Fig. 8. Short genes are less likely than longer genes to be disrupted by transposon insertion and are overrepresented in the set of putative essential genes. (A) Theoretical likelihood (y axis) of gene disruption as a function of gene size (x axis), given a genome of 6.53 megabases (Mb) and a library of 60,000 mutants. The black line indicates 95% probability of insertion. (B) Relative abundances of genes (y axis) is represented as a function of gene length (x axis) for the set of putative essential genes (red) and for the set of all PA14 genes (blue). Genes were grouped in 50-bp bins by size, before totaling and dividing by the total number of genes, either for putative essential genes or for all genes. The black line indicates a gene of 327 bp (95% probability of insertion).

Supporting Figure 9

Fig. 9. Flow diagrams of PA14 Transposon Insertion Library and production schemes for the PA14 nonredundant (PA14NR) Set. Transposant colonies grown on LB agar with antibiotics were picked using a Qbot (Genetix, Boston, MA) to inoculate media in 96-well "working" (wor) plates. Mutant cultures were manipulated as shown. PA14NR Set mutants were streaked from frozen wor plate stocks onto LB agar with antibiotics before manual picking and inoculation of master blocks containing LB and antibiotics.

Table 3. Makeup of the parental PA14 transposon insertion library

Parental library	Total mutants	Processed mutants	RawSeqs	High-quality seqs	High-quality seqs with BLAST hits	Genes hit	Insertion sites
PA14/MAR2xT7	34,176	30,336	30,321	25,035	24,089	4,469	20,530
PA14/TnphoA	4,608	1,344	1,344	744	689	453	641
exoU psi3/MAR2xT7	9,216	2,304	2,304	1,656	1,497	927	1,402
exoUspcU /MAR2xT7	9,216	4,992	3,167	914	793	459	676
All backgrounds/All transposons	57,216	38,976	37,136	28,349	27,068	4,598	22,881

Processed mutants
refers to the number of mutants subjected to arbitrary PCR and sequencing.

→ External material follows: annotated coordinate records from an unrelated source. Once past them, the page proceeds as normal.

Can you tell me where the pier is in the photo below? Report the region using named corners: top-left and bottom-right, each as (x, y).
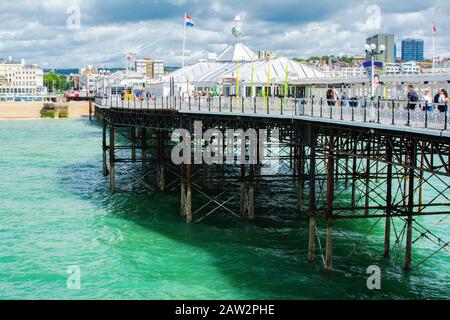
top-left (95, 96), bottom-right (450, 270)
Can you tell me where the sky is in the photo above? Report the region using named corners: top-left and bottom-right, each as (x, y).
top-left (0, 0), bottom-right (450, 68)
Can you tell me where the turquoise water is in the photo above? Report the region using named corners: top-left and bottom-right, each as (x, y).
top-left (0, 120), bottom-right (450, 299)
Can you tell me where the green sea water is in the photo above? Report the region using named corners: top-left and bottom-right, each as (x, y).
top-left (0, 120), bottom-right (450, 299)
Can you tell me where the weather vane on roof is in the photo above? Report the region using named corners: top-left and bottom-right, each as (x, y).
top-left (231, 16), bottom-right (242, 42)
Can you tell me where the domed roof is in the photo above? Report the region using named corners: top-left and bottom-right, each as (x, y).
top-left (217, 42), bottom-right (258, 62)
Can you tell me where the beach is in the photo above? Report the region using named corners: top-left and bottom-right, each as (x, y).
top-left (0, 101), bottom-right (89, 119)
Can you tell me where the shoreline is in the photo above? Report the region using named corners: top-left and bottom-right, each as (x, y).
top-left (0, 101), bottom-right (89, 120)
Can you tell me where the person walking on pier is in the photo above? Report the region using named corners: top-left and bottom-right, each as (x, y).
top-left (437, 89), bottom-right (448, 112)
top-left (327, 86), bottom-right (339, 107)
top-left (422, 88), bottom-right (433, 112)
top-left (407, 84), bottom-right (419, 110)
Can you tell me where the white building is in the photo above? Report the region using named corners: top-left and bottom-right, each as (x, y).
top-left (80, 66), bottom-right (100, 96)
top-left (385, 62), bottom-right (421, 74)
top-left (134, 58), bottom-right (164, 79)
top-left (0, 58), bottom-right (47, 96)
top-left (146, 42), bottom-right (323, 97)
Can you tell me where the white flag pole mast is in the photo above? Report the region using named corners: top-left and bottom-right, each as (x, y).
top-left (433, 22), bottom-right (436, 74)
top-left (181, 13), bottom-right (187, 96)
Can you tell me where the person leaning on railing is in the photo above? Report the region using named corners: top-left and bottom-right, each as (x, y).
top-left (435, 89), bottom-right (448, 112)
top-left (406, 84), bottom-right (419, 110)
top-left (422, 88), bottom-right (433, 112)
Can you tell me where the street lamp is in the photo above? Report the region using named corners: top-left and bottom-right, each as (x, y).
top-left (365, 43), bottom-right (386, 97)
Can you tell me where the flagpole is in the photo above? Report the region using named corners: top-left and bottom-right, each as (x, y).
top-left (180, 13), bottom-right (186, 96)
top-left (433, 33), bottom-right (436, 74)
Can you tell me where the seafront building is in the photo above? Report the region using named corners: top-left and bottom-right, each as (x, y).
top-left (134, 58), bottom-right (164, 80)
top-left (0, 57), bottom-right (47, 97)
top-left (80, 66), bottom-right (100, 96)
top-left (402, 39), bottom-right (424, 62)
top-left (366, 34), bottom-right (397, 63)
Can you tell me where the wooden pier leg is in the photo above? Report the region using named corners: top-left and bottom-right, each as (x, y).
top-left (247, 183), bottom-right (255, 221)
top-left (239, 164), bottom-right (248, 217)
top-left (102, 120), bottom-right (109, 177)
top-left (89, 100), bottom-right (92, 121)
top-left (364, 140), bottom-right (372, 216)
top-left (109, 126), bottom-right (116, 193)
top-left (296, 144), bottom-right (305, 212)
top-left (325, 222), bottom-right (333, 271)
top-left (184, 164), bottom-right (192, 223)
top-left (384, 141), bottom-right (392, 258)
top-left (141, 128), bottom-right (147, 173)
top-left (156, 131), bottom-right (166, 192)
top-left (325, 136), bottom-right (335, 271)
top-left (130, 127), bottom-right (136, 162)
top-left (352, 140), bottom-right (358, 209)
top-left (308, 134), bottom-right (317, 262)
top-left (404, 141), bottom-right (416, 271)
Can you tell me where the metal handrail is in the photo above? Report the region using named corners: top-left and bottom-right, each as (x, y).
top-left (95, 96), bottom-right (450, 130)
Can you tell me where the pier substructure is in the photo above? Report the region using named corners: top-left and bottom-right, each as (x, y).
top-left (96, 106), bottom-right (450, 270)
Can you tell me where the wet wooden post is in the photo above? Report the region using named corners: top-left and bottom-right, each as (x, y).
top-left (325, 136), bottom-right (335, 271)
top-left (239, 164), bottom-right (248, 217)
top-left (308, 132), bottom-right (317, 262)
top-left (109, 126), bottom-right (116, 193)
top-left (365, 138), bottom-right (372, 216)
top-left (296, 143), bottom-right (305, 211)
top-left (102, 119), bottom-right (109, 177)
top-left (352, 139), bottom-right (358, 209)
top-left (156, 131), bottom-right (166, 192)
top-left (184, 164), bottom-right (192, 223)
top-left (384, 140), bottom-right (392, 258)
top-left (89, 100), bottom-right (92, 121)
top-left (141, 128), bottom-right (147, 174)
top-left (130, 127), bottom-right (136, 162)
top-left (404, 141), bottom-right (416, 271)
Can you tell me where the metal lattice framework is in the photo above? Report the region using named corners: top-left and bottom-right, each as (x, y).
top-left (95, 100), bottom-right (450, 270)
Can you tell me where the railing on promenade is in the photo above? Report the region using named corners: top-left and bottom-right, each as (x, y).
top-left (96, 96), bottom-right (450, 130)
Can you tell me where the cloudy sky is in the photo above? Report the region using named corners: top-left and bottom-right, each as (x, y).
top-left (0, 0), bottom-right (450, 68)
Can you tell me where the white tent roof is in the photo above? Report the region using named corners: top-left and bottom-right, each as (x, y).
top-left (217, 42), bottom-right (257, 62)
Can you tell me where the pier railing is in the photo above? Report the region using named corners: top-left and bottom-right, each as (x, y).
top-left (96, 96), bottom-right (450, 130)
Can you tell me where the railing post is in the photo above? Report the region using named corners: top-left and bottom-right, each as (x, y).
top-left (320, 97), bottom-right (323, 118)
top-left (391, 99), bottom-right (395, 125)
top-left (350, 100), bottom-right (358, 121)
top-left (377, 97), bottom-right (381, 124)
top-left (406, 105), bottom-right (411, 127)
top-left (294, 97), bottom-right (297, 115)
top-left (364, 99), bottom-right (367, 122)
top-left (330, 100), bottom-right (332, 119)
top-left (444, 101), bottom-right (448, 130)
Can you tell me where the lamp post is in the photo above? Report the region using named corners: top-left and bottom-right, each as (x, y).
top-left (365, 43), bottom-right (386, 97)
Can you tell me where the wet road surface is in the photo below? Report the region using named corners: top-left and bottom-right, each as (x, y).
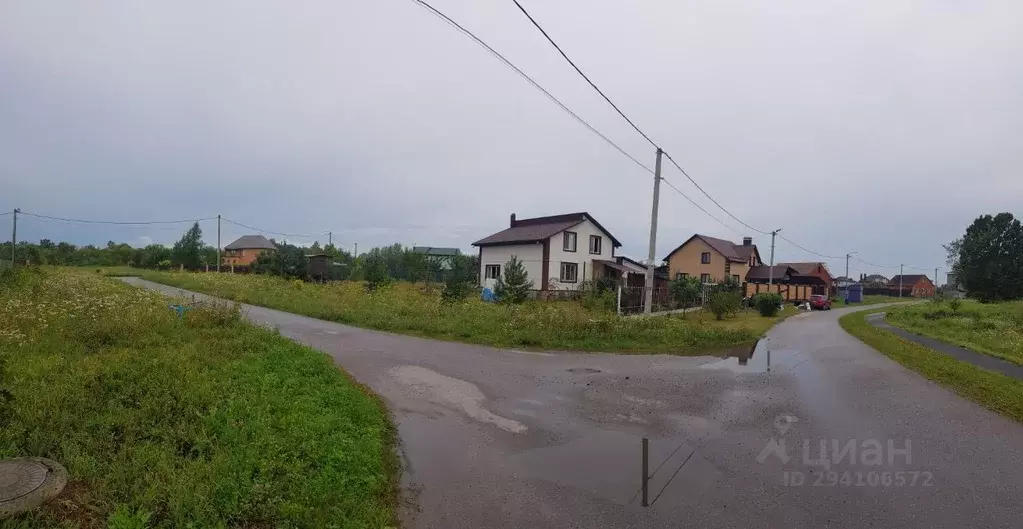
top-left (125, 278), bottom-right (1023, 529)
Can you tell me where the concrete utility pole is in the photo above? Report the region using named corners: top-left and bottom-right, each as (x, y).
top-left (767, 228), bottom-right (782, 284)
top-left (217, 215), bottom-right (220, 272)
top-left (642, 147), bottom-right (664, 314)
top-left (10, 208), bottom-right (21, 268)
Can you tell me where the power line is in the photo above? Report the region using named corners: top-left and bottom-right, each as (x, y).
top-left (512, 0), bottom-right (654, 149)
top-left (412, 0), bottom-right (654, 174)
top-left (221, 217), bottom-right (327, 238)
top-left (777, 233), bottom-right (845, 259)
top-left (661, 177), bottom-right (742, 235)
top-left (18, 211), bottom-right (216, 225)
top-left (664, 152), bottom-right (770, 235)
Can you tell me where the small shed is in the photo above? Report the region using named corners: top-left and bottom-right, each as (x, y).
top-left (846, 282), bottom-right (863, 303)
top-left (306, 254), bottom-right (330, 281)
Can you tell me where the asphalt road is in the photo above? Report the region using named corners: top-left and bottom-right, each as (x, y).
top-left (125, 278), bottom-right (1023, 529)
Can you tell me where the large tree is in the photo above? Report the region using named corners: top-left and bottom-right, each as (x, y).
top-left (494, 256), bottom-right (533, 303)
top-left (172, 222), bottom-right (205, 269)
top-left (944, 213), bottom-right (1023, 302)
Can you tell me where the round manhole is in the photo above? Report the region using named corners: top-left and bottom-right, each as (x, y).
top-left (0, 457), bottom-right (68, 517)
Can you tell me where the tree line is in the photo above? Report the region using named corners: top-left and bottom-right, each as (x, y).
top-left (0, 223), bottom-right (479, 284)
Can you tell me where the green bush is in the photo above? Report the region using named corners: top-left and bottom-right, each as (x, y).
top-left (755, 293), bottom-right (782, 317)
top-left (709, 291), bottom-right (743, 320)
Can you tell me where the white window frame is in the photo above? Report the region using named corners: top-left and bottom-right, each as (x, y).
top-left (562, 231), bottom-right (579, 252)
top-left (559, 261), bottom-right (579, 282)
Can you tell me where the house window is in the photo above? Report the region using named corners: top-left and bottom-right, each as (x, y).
top-left (562, 231), bottom-right (576, 252)
top-left (562, 261), bottom-right (579, 282)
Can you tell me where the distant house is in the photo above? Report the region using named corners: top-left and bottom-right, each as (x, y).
top-left (746, 263), bottom-right (831, 301)
top-left (779, 262), bottom-right (835, 296)
top-left (888, 274), bottom-right (934, 298)
top-left (473, 212), bottom-right (624, 291)
top-left (412, 247), bottom-right (461, 270)
top-left (664, 233), bottom-right (762, 283)
top-left (835, 275), bottom-right (856, 289)
top-left (859, 273), bottom-right (888, 288)
top-left (221, 235), bottom-right (277, 267)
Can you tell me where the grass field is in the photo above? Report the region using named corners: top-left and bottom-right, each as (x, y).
top-left (887, 300), bottom-right (1023, 364)
top-left (94, 269), bottom-right (791, 355)
top-left (839, 307), bottom-right (1023, 422)
top-left (0, 268), bottom-right (397, 529)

RawSeqs indicates the number of sequences obtained from processed mutants. High-quality seqs indicates the number of sequences containing high-quality sequence as defined by the PHRED software application. High-quality seqs with BLAST hits indicates the number of high-quality sequences that aligned with PA14 and/or PA01 genomic sequences. For a description of the PA14NR Set selection scheme, see Supporting Methods.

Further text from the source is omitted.